Handling Configurations in a Separate Directory

In order to allow upgrades of EJBCA with a minimum of fuss, EJBCA supports keeping configurations, key stores and custom modifications in an external directory which will be shared between versions. This technique can also be used easily when performing several identical installations across several instances to share settings.

The ejbca-custom Directory

The base directory is ejbca-custom, which should be placed in the same directory as EJBCA: $ejbca_home/../ejbca-custom. When deploying, ant will replace existing files in the EJBCA directory (with some exceptions, see Configurations). If another directory is desired, it can be configured in the custom.properties file.

Configurations

Configuration Merging

Configuration files can be placed under ejbca-custom/conf, from which they will be automatically copied into $ejbca_home/conf prior to deployment.

Reading Configuration Dynamically

EJBCA can be configured to allow the application server to read some configurations dynamically on startup, and hence avoiding the need to re-deploy EJBCA later. To let the application server read configurations securely, cesecore.properties and/or ejbca.properties need to be explicitly configured with the value allow.external-dynamic.configuration=true in each respective file, before deployment.

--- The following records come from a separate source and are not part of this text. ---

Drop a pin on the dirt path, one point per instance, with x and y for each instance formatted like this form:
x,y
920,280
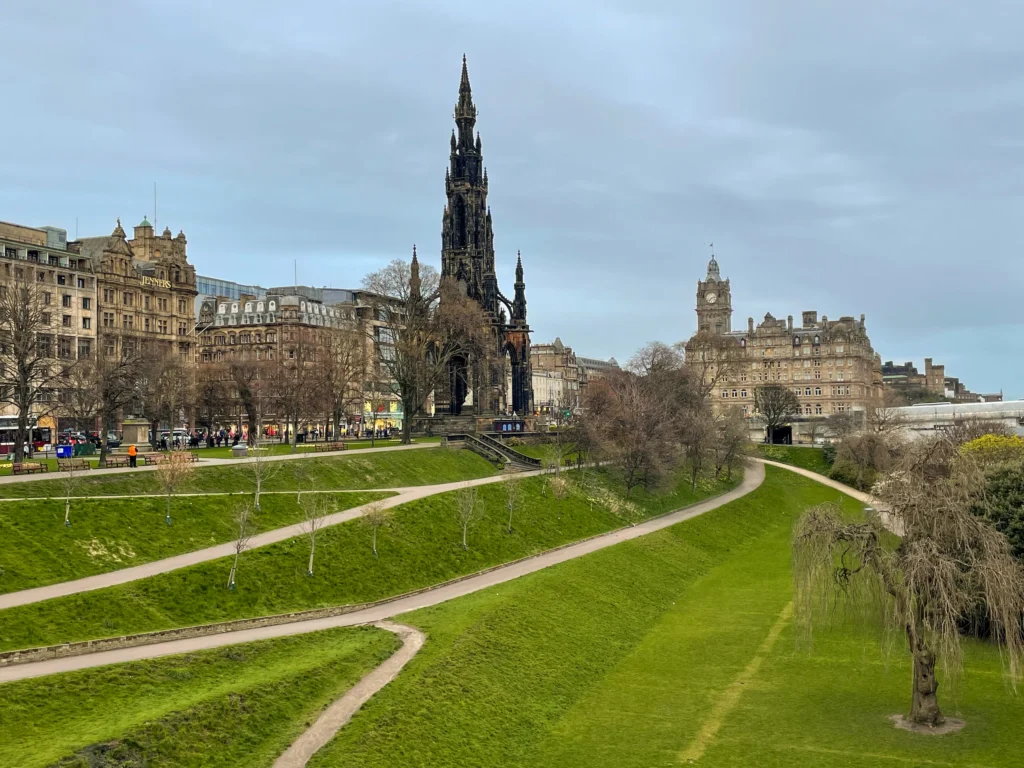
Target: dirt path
x,y
114,578
338,714
753,478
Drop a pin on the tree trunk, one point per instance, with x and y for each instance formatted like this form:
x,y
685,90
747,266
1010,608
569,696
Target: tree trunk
x,y
925,702
407,424
22,432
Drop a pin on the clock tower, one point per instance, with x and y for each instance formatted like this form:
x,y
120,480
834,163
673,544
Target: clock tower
x,y
714,301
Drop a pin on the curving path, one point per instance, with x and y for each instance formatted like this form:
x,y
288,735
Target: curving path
x,y
203,462
114,578
341,712
752,479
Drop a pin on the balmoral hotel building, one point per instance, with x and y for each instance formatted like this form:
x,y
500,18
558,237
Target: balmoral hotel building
x,y
829,365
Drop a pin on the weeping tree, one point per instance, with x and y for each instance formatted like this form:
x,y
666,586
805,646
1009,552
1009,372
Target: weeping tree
x,y
946,568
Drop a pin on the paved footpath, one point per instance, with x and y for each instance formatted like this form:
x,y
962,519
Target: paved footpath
x,y
753,478
11,479
114,578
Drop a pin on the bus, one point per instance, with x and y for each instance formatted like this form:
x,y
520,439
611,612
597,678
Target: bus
x,y
40,435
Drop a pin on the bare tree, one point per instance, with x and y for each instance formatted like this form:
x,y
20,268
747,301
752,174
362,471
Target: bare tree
x,y
117,378
31,354
175,469
946,563
468,510
732,434
421,324
776,404
243,521
70,480
885,417
315,508
377,397
513,492
165,388
260,467
376,517
81,394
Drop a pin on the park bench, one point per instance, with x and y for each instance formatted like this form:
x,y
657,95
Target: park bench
x,y
323,448
28,468
66,464
161,458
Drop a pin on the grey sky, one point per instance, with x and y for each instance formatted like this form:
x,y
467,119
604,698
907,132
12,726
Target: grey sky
x,y
844,157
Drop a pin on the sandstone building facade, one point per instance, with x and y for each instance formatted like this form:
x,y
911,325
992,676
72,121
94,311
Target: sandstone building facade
x,y
828,365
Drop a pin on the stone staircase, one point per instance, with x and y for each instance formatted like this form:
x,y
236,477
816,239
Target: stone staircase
x,y
494,450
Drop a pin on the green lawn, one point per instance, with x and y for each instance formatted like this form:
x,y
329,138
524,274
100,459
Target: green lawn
x,y
37,549
807,458
310,448
340,472
231,708
422,548
655,652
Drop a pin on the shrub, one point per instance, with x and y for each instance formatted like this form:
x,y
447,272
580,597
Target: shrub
x,y
994,449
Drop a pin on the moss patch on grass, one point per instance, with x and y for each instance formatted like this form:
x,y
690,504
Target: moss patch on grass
x,y
421,548
391,469
228,708
37,549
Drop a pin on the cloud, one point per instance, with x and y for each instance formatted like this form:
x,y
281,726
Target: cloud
x,y
845,159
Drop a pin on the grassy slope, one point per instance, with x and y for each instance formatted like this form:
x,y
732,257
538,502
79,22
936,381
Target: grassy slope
x,y
422,548
617,659
229,708
419,467
36,548
806,458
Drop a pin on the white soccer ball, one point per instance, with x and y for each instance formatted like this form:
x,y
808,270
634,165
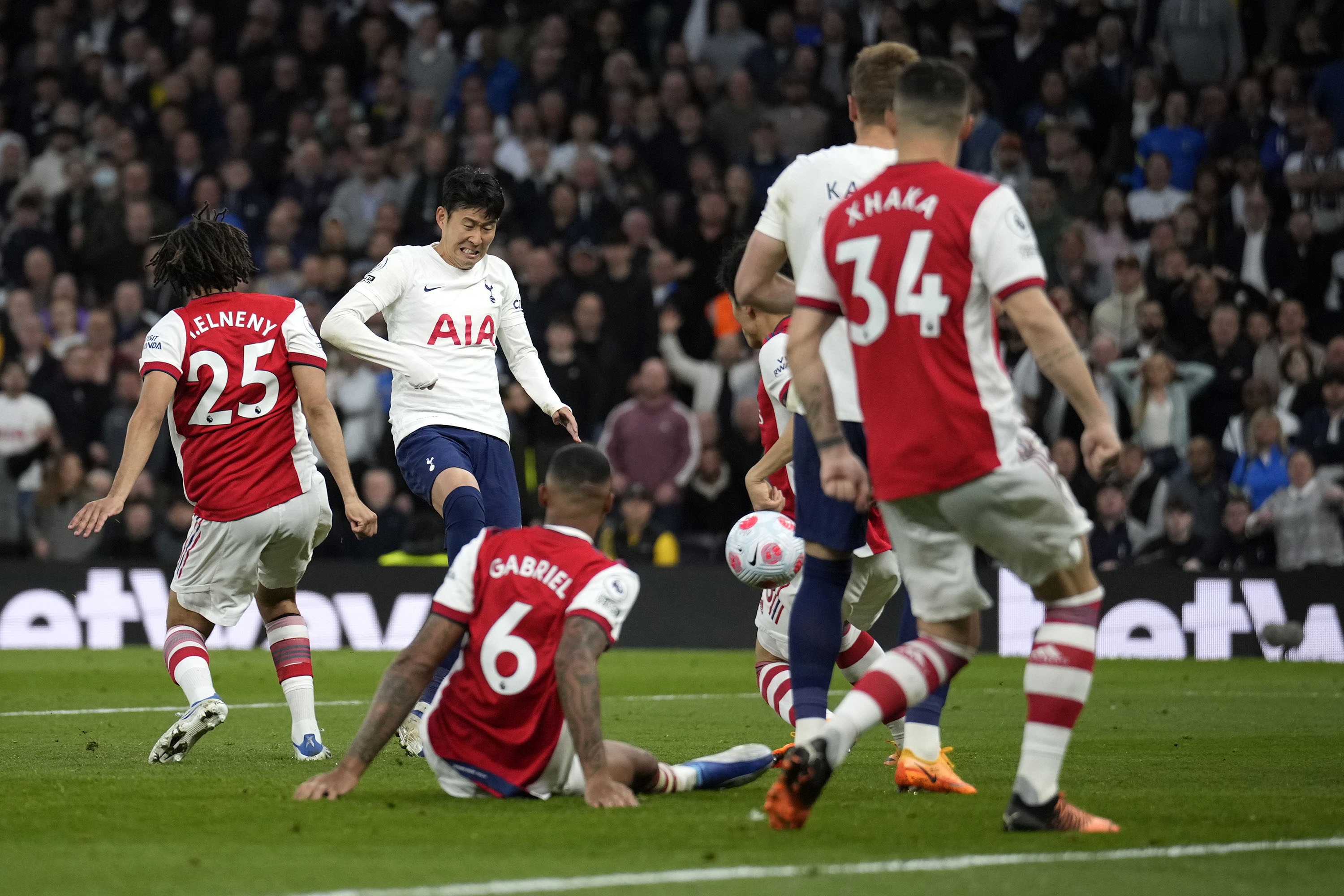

  • If cesecore.properties is built with allow.external-dynamic.configuration=true, the application server will read the following files if placed under /etc/cesecore/conf/:

    • "cesecore.properties"

    • "extendedkeyusage.properties"

    • "cache.properties"

    • "database.properties"

    • "databaseprotection.properties"

    • "backup.properties"

    • "va.properties"

    • "ocsp.properties"

  • If ejbca.properties is built with allow.external-dynamic.configuration=true, the application server will read these files if placed under /etc/ejbca/conf/:

    • "ejbca.properties"

    • "web.properties"

    • "cmptcp.properties"

    • "externalra-caservice.properties"

    • "ocsp.properties"

    • "jaxws.properties"

    • "cache.properties"

    • "database.properties"

    • "va.properties"

    • "va-publisher.properties"

Key Stores

To reuse key stores across installations, they can be placed in ejbca-custom/p12, which will lead them to be copied into $ejbca_home/p12, from where they can be deployed to the application server.

Modifications

Lastly, custom code modifications can be stored in ejbca-custom/src/java, from where they'll be copied straight into the source tree and compiled with the rest of the code.